Tricanas... rouxinóis dos nossos pátrios lares...
Saudai a nossa festa, em cantos populares...
Vós, que tão bem cantais, correi alegremente,
Brindando a Nicolau numa harmonia quente.
- Que nada vos detenha... a nossa porta é franca.
Entre nós não vos morde a tal formiga-branca.
- Maldita seja ela; - a todos amofina!
Vivendo do roer... é tudo para a menina!...
- Ide aos pentes de chifre e ponde-os em cavacos
Ou mandai-os catar e pentear macacos.
Deixai o sibilar da máquina infernal.
O tear que ensurdece e aos corações faz mal.
Tricanas, que sentis ao ver-nos tão contentes,
No peito a saltitar os corações ardentes.
Acompanhai-nos sempre, o dia é para gozar...
Vamos de braço dado... é sorte, se calhar...
Cantamos numa idílio aos menestréis de outrora
Que vós também mereceis que vos festeje agora.
. . . . . . . . . . . . . . . . . . . . . . . . . . . . . . . . . . . . . .
A legendária estrada à penha é já real
Em breve vamos lá num carro triunfal.

Senhoras... eu não tenho o génio feiticeiro
De Dante, de Petrarca e Bernardim Ribeiro:
A minha lira é pobre e falta-me o engenho
Para vos poder cantar, como era o meu empenho.
Distintas sempre sois, fidalgas sois de raça,
Para cantar-vos bem a minha musa é escassa.
- Ó mães que acalentais os filhos, quando choram,
Mães, que lhes perdoais as culpas, quando imploram,
Vós, que tendes no peito, um íntimo sacrário,
Onde há maná do Céu e pranto de Calvário.
Consenti e sofrei que os filhos -uns rapazes –
Gozem a juventude; os tempos são fugazes.
- Esposas, laços de ouro e corações benditos,
Vossos maridos são estudantes proscritos
Da nossa antiga festa.

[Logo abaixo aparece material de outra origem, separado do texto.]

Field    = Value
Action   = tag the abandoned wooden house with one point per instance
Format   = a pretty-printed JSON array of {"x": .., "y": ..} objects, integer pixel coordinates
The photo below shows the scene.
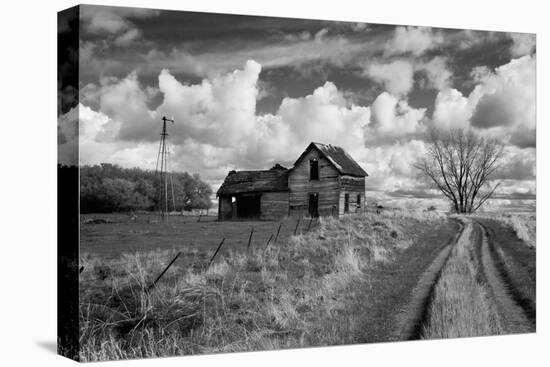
[{"x": 324, "y": 181}]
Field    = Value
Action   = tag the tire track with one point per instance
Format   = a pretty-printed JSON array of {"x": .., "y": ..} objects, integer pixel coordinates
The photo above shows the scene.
[
  {"x": 411, "y": 320},
  {"x": 515, "y": 315}
]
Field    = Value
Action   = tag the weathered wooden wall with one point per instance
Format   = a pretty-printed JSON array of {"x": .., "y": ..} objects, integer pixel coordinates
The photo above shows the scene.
[
  {"x": 225, "y": 208},
  {"x": 353, "y": 186},
  {"x": 300, "y": 186},
  {"x": 274, "y": 205}
]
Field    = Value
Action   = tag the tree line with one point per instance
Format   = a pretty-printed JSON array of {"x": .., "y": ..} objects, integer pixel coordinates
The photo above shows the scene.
[{"x": 109, "y": 188}]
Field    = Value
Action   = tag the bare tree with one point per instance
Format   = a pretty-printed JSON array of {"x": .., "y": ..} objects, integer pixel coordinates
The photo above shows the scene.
[{"x": 461, "y": 164}]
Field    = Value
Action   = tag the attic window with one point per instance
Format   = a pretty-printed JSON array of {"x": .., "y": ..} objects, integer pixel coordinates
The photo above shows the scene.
[{"x": 313, "y": 170}]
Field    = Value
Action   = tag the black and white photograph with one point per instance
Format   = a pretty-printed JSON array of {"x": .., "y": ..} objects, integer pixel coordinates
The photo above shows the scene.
[{"x": 238, "y": 183}]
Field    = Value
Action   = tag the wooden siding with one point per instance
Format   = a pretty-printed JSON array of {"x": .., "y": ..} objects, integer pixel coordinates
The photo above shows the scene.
[
  {"x": 353, "y": 186},
  {"x": 300, "y": 186},
  {"x": 274, "y": 205}
]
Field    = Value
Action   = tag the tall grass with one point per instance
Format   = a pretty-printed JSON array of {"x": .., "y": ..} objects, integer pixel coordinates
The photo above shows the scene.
[
  {"x": 461, "y": 305},
  {"x": 524, "y": 225},
  {"x": 308, "y": 291}
]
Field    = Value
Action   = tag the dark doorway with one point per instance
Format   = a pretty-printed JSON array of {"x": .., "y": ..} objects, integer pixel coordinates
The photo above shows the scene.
[
  {"x": 248, "y": 205},
  {"x": 313, "y": 208},
  {"x": 314, "y": 170}
]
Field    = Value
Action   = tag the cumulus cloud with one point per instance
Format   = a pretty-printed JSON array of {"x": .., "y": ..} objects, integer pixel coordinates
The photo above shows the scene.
[
  {"x": 396, "y": 76},
  {"x": 218, "y": 128},
  {"x": 438, "y": 76},
  {"x": 413, "y": 40},
  {"x": 522, "y": 44},
  {"x": 518, "y": 164},
  {"x": 451, "y": 110},
  {"x": 111, "y": 20},
  {"x": 506, "y": 101},
  {"x": 391, "y": 118}
]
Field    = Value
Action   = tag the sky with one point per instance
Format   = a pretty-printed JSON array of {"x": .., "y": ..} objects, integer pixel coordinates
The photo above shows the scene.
[{"x": 248, "y": 92}]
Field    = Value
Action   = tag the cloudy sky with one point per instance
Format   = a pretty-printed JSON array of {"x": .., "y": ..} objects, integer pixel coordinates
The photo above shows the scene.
[{"x": 247, "y": 92}]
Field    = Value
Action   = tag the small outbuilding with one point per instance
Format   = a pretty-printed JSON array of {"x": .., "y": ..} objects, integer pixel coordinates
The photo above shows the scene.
[{"x": 325, "y": 180}]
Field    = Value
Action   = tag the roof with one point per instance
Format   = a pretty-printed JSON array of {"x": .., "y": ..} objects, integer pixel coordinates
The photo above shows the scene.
[
  {"x": 238, "y": 182},
  {"x": 338, "y": 157}
]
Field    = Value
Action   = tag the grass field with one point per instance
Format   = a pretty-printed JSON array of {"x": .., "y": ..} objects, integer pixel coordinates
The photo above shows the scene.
[{"x": 343, "y": 281}]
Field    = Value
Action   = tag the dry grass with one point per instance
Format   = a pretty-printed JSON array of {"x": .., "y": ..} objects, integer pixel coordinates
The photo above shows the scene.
[
  {"x": 309, "y": 290},
  {"x": 461, "y": 305},
  {"x": 524, "y": 225}
]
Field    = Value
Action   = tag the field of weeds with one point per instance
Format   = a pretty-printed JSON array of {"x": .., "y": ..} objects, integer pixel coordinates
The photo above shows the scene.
[
  {"x": 341, "y": 282},
  {"x": 524, "y": 225}
]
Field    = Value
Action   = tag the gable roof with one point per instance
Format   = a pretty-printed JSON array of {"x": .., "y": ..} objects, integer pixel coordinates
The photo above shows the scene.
[
  {"x": 338, "y": 157},
  {"x": 238, "y": 182}
]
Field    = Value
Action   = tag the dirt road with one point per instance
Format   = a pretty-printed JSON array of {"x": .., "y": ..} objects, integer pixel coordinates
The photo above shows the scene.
[{"x": 473, "y": 288}]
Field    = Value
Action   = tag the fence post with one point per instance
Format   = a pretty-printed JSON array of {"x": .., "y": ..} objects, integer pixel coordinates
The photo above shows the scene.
[
  {"x": 164, "y": 271},
  {"x": 278, "y": 230},
  {"x": 297, "y": 224},
  {"x": 250, "y": 238},
  {"x": 309, "y": 225},
  {"x": 215, "y": 253},
  {"x": 269, "y": 240}
]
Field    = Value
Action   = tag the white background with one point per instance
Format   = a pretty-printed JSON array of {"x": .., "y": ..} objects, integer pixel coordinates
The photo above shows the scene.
[{"x": 28, "y": 181}]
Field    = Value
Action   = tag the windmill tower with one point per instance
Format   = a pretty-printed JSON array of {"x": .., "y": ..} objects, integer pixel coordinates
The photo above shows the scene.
[{"x": 162, "y": 173}]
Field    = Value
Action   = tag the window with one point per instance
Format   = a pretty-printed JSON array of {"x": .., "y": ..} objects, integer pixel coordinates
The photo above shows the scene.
[
  {"x": 346, "y": 203},
  {"x": 313, "y": 170}
]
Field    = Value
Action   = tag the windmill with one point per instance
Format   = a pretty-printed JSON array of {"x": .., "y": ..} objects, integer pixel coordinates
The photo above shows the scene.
[{"x": 162, "y": 172}]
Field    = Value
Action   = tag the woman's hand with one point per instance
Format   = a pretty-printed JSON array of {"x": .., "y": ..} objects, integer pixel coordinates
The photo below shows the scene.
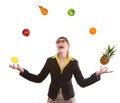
[
  {"x": 17, "y": 67},
  {"x": 103, "y": 70}
]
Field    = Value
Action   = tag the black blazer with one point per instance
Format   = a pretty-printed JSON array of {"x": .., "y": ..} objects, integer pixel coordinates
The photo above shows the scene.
[{"x": 61, "y": 80}]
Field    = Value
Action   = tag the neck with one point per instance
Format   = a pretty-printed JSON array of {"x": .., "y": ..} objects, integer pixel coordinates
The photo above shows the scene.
[{"x": 62, "y": 55}]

O Estatuto é mau;
Mas que venham folgar, consente Nicolau.
- Donzelas, ó rivais da Aurora a despontar,
Epopeias do Azul com versos de luar.
- Peregrino, vagueio, errante, num tormento...
À busca do Ideal... num céu... entre açucenas...

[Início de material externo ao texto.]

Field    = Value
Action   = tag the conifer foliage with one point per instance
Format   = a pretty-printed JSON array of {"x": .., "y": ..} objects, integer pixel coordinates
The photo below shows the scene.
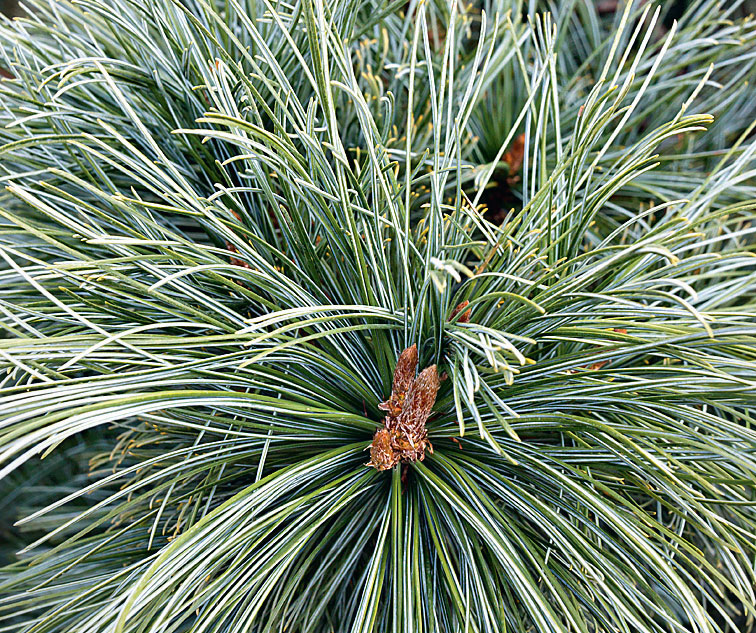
[{"x": 377, "y": 316}]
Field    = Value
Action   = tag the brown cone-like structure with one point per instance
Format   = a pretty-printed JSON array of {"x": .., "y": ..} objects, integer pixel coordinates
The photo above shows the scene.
[{"x": 403, "y": 436}]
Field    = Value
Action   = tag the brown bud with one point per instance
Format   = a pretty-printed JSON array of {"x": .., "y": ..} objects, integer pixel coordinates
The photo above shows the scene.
[
  {"x": 382, "y": 454},
  {"x": 465, "y": 318}
]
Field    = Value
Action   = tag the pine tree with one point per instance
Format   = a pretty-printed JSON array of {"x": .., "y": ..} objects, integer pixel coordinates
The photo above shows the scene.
[{"x": 377, "y": 316}]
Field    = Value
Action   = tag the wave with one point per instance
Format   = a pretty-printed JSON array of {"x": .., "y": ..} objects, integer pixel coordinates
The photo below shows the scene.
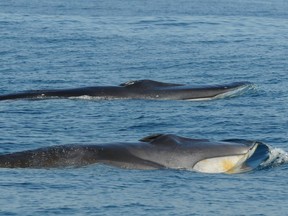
[{"x": 276, "y": 158}]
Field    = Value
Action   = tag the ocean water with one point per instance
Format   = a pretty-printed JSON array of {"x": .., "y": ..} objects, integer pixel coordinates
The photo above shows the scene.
[{"x": 64, "y": 44}]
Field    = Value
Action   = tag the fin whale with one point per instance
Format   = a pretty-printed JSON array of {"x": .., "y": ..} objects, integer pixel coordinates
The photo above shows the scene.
[
  {"x": 159, "y": 151},
  {"x": 139, "y": 89}
]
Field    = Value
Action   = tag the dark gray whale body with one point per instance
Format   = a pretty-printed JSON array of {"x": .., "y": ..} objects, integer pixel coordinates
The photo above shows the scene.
[
  {"x": 158, "y": 151},
  {"x": 141, "y": 89}
]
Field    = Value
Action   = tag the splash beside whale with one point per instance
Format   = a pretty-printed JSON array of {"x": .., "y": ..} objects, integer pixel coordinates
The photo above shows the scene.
[
  {"x": 159, "y": 151},
  {"x": 139, "y": 89}
]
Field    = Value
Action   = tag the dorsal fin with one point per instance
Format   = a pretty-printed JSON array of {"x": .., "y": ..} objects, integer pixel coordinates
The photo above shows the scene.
[
  {"x": 161, "y": 139},
  {"x": 146, "y": 84}
]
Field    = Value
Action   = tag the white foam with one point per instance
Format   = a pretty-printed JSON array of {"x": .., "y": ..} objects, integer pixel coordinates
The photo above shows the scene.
[{"x": 277, "y": 157}]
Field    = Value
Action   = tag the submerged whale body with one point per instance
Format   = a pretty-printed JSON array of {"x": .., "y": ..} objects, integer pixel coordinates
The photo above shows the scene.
[
  {"x": 140, "y": 89},
  {"x": 160, "y": 151}
]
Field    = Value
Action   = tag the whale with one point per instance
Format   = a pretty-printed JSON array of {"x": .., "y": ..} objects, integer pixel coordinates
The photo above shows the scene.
[
  {"x": 156, "y": 151},
  {"x": 138, "y": 89}
]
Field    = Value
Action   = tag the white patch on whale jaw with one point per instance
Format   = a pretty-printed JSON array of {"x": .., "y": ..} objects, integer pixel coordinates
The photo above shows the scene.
[{"x": 226, "y": 164}]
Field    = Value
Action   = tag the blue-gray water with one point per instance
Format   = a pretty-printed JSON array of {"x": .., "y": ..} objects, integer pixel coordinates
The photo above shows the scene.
[{"x": 57, "y": 44}]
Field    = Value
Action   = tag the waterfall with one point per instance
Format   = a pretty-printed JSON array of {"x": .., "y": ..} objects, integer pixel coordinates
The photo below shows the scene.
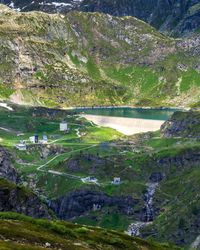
[{"x": 134, "y": 228}]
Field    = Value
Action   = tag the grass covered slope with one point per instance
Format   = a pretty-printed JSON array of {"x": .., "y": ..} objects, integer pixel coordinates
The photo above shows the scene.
[
  {"x": 20, "y": 232},
  {"x": 91, "y": 59}
]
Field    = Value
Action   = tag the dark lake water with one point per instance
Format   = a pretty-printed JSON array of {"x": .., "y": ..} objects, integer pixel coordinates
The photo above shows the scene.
[{"x": 154, "y": 114}]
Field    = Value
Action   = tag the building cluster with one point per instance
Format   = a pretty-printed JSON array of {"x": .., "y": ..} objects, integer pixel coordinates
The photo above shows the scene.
[{"x": 22, "y": 145}]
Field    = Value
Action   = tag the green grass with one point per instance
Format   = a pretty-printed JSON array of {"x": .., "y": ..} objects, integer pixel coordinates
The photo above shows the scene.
[{"x": 31, "y": 233}]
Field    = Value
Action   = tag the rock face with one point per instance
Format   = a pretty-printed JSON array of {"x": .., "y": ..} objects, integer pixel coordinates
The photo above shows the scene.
[
  {"x": 182, "y": 124},
  {"x": 80, "y": 202},
  {"x": 17, "y": 199},
  {"x": 177, "y": 17},
  {"x": 87, "y": 59},
  {"x": 7, "y": 171}
]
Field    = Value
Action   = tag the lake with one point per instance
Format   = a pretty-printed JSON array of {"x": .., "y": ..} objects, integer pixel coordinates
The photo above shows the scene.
[{"x": 140, "y": 113}]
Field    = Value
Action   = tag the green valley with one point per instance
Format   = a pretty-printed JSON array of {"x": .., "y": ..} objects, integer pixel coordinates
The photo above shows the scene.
[{"x": 90, "y": 59}]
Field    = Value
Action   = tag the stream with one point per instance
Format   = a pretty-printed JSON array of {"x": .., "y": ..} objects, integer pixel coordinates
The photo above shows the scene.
[{"x": 134, "y": 228}]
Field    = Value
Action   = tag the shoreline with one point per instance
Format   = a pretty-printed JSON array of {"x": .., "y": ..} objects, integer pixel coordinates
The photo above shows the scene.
[
  {"x": 126, "y": 126},
  {"x": 126, "y": 106}
]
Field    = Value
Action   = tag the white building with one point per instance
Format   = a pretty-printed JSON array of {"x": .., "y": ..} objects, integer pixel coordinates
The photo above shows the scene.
[
  {"x": 116, "y": 181},
  {"x": 89, "y": 179},
  {"x": 21, "y": 146},
  {"x": 44, "y": 139},
  {"x": 63, "y": 126},
  {"x": 34, "y": 139}
]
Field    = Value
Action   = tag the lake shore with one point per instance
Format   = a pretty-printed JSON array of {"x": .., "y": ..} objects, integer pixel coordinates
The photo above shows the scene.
[
  {"x": 126, "y": 126},
  {"x": 125, "y": 106}
]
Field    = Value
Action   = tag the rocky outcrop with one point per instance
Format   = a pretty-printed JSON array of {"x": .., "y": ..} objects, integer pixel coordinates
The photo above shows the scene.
[
  {"x": 179, "y": 17},
  {"x": 18, "y": 199},
  {"x": 90, "y": 59},
  {"x": 7, "y": 170},
  {"x": 182, "y": 124},
  {"x": 80, "y": 202}
]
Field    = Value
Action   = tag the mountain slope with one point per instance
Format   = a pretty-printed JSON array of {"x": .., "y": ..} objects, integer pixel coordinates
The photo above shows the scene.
[
  {"x": 42, "y": 234},
  {"x": 176, "y": 17},
  {"x": 94, "y": 59}
]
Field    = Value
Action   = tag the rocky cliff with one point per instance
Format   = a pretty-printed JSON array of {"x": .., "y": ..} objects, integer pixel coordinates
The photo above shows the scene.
[
  {"x": 18, "y": 199},
  {"x": 94, "y": 59},
  {"x": 176, "y": 17},
  {"x": 83, "y": 201},
  {"x": 182, "y": 124},
  {"x": 7, "y": 170}
]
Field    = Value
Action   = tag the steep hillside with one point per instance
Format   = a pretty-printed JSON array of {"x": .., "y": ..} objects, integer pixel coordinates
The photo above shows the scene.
[
  {"x": 20, "y": 232},
  {"x": 94, "y": 59},
  {"x": 21, "y": 200},
  {"x": 175, "y": 17}
]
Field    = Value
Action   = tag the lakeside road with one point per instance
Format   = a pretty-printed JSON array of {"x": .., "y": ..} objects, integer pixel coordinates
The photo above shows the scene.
[{"x": 126, "y": 126}]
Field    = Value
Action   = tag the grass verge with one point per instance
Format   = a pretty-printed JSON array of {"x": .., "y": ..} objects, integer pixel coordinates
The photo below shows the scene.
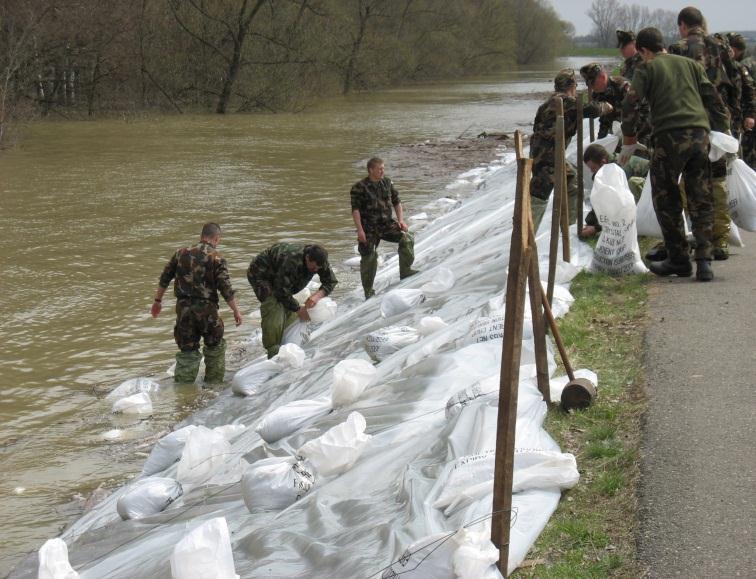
[{"x": 592, "y": 532}]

E, ao ver-vos, libertei minha alma dessas penas...
O Eldourado é aqui… vós sois as deusas minhas,
No trono da Beleza, adoro-vos rainhas.

Guitarras que gemeis em lúbricas toadas
Suavíssimas canções, de uma ternura infinda
Mandai, no sol poente, as últimas baladas
Da saudade, do amor, em que este bando finda.

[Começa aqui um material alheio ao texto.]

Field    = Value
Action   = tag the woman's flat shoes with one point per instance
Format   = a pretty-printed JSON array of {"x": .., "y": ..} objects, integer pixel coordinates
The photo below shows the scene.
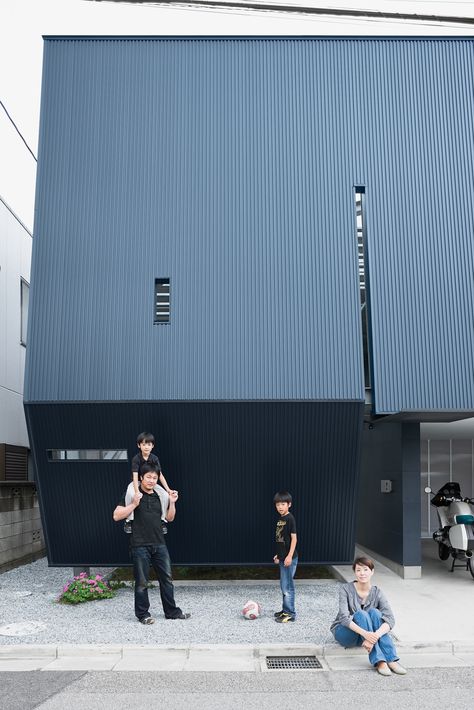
[
  {"x": 383, "y": 669},
  {"x": 395, "y": 667}
]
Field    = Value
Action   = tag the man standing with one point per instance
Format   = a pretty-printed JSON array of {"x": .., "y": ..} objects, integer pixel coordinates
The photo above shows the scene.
[{"x": 148, "y": 547}]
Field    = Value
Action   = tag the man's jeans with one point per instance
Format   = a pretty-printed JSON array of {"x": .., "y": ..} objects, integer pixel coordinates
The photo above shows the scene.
[
  {"x": 158, "y": 557},
  {"x": 383, "y": 650},
  {"x": 287, "y": 586}
]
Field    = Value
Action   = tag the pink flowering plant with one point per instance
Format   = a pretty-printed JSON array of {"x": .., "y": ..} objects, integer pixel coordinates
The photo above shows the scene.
[{"x": 85, "y": 589}]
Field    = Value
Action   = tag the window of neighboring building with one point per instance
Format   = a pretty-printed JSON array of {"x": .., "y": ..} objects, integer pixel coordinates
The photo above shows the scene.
[
  {"x": 162, "y": 301},
  {"x": 24, "y": 299},
  {"x": 87, "y": 455}
]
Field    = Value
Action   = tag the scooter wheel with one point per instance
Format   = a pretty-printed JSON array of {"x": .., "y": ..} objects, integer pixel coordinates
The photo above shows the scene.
[{"x": 443, "y": 551}]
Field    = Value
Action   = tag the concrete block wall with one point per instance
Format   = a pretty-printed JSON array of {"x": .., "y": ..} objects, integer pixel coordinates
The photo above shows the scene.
[{"x": 21, "y": 533}]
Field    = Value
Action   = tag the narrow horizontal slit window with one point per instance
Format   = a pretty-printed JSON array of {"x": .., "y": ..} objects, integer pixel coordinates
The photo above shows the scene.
[
  {"x": 87, "y": 455},
  {"x": 162, "y": 301}
]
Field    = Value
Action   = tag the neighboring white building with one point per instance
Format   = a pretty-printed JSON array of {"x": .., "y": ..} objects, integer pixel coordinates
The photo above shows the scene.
[
  {"x": 17, "y": 180},
  {"x": 15, "y": 258}
]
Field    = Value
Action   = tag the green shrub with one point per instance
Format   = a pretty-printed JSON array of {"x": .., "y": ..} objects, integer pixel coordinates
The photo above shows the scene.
[{"x": 85, "y": 589}]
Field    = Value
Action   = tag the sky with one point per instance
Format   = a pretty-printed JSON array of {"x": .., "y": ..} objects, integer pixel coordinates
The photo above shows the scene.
[{"x": 23, "y": 22}]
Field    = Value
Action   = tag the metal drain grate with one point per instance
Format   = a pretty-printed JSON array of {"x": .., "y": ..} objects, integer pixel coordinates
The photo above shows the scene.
[{"x": 292, "y": 662}]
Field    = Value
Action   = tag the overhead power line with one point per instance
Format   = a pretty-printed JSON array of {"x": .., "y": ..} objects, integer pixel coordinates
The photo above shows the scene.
[
  {"x": 306, "y": 10},
  {"x": 17, "y": 129}
]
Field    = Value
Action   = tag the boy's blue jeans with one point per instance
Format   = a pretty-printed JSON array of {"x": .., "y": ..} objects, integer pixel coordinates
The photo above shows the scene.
[
  {"x": 383, "y": 650},
  {"x": 287, "y": 585},
  {"x": 143, "y": 558}
]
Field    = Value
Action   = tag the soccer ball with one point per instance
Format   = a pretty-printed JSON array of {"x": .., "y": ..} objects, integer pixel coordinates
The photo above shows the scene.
[{"x": 251, "y": 610}]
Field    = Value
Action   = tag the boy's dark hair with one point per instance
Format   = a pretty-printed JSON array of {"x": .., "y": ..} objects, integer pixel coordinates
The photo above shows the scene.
[
  {"x": 363, "y": 562},
  {"x": 282, "y": 497},
  {"x": 149, "y": 468},
  {"x": 145, "y": 437}
]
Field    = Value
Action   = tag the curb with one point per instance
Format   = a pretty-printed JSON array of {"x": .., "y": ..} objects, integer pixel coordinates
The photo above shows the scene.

- Guitarras da boémia, eu sou o vosso aio,
Chorai quando eu morrer!... rezai por o Sampaio!..
- Membros da comissão que a festa abrilhantais,
Abraços, parabéns, talvez... para nunca mais!
- E vós acompanhai-me as ruas da cidade,
Nos zabumbas, tocando um hino à mocidade,
Altivos... sem tremer, num brado furibundo
Dizei a Guimarães que somos reis do mundo.